Novel devices face longer approval‑to‑coverage timelines in both the EU and the US, with higher reimbursement risk and more complex pricing and contracting strategies (e.g., outcomes‑based agreements, temporary or pilot‑based coverage).
“Better” devices generally achieve faster reimbursement uptake because they piggyback on existing codes and coverage; however, investors and acquirers will still scrutinize local HTA scores, coverage stability, and the risk of displacement by the next generation of technology.
6. How long does it take to secure reimbursement after regulatory approval in the EU and US, and why does it differ for novel vs “better” devices?
Regulatory approval shows your device is safe; reimbursement proves it’s valuable enough for payers to cover, and that often takes much longer.
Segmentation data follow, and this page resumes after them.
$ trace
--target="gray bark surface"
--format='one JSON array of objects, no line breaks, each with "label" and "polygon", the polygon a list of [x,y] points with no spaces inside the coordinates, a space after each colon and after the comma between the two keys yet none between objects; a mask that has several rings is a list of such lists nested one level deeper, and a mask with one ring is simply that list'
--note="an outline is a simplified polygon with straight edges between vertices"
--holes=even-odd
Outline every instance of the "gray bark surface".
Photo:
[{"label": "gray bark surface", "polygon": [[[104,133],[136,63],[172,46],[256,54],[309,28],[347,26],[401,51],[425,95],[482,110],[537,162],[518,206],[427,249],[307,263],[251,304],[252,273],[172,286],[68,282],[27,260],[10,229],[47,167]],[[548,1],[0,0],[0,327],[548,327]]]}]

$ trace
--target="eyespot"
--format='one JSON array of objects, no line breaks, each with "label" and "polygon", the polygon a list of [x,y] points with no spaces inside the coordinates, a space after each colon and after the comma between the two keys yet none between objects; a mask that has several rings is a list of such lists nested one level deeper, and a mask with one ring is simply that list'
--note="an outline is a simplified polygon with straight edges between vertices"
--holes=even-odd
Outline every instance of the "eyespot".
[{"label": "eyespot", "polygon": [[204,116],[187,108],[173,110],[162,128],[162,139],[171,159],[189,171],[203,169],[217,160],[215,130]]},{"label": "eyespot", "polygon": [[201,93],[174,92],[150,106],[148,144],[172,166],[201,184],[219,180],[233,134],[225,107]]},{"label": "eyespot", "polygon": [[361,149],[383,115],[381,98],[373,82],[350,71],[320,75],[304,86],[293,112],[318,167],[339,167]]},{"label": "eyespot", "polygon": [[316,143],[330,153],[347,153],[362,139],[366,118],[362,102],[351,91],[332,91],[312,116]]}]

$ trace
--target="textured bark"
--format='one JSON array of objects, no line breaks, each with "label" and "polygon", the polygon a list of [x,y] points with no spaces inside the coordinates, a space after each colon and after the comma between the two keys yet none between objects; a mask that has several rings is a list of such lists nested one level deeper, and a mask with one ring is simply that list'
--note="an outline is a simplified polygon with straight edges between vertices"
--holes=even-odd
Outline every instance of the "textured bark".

After CE marking, novel or high‑risk devices may undergo detailed HTA reviews, taking anywhere from 4 months in Germany (if an existing code applies) to over two years where new tariffs or evidence are needed.
In the US, getting FDA clearance might be faster, but coverage can lag. When a device needs a new billing code or Medicare pathway, the process can stretch 18–24 months, and for some technologies, studies show up to five years before full coverage.
In conclusion: In medtech environment, having a groundbreaking idea is just the beginning. Even the most advanced device can struggle to reach patients if there isn’t a clear market access and reimbursement plan behind it. For startups, thinking about health economics and payer needs early isn’t extra work but it’s a vital part of making innovation pay off.
The reality is simple: payers fund value, not technology. Building a strong case for real‑world impact through smart evidence generation, early coding strategy, and well‑structured health economic demos can make the difference between market success and years of frustration.
Too often, promising startups focus only on engineering and clinical milestones, leaving access planning for later. But waiting until after regulatory approval can lead to painful delays. Imagine perfecting your product, only to discover it lacks a reimbursement pathway, meaning physicians can’t bill for it and patients can’t access it.
The startups that win are those that plan for coverage from day one. They build payer expectations into their development strategy, collect the right data early, and speak the language of value. At Stepval, we’ve seen these companies move faster, gain payer trust, and deliver real outcomes faster, and of course that depends on the priority objectives of each team.
In short: a great device opens possibilities, but a great pipeline access strategy opens markets.
In today’s fast‑moving medtech world and digital health, early market access planning isn’t a nice‑to‑have anymore, rather it’s a must‑have.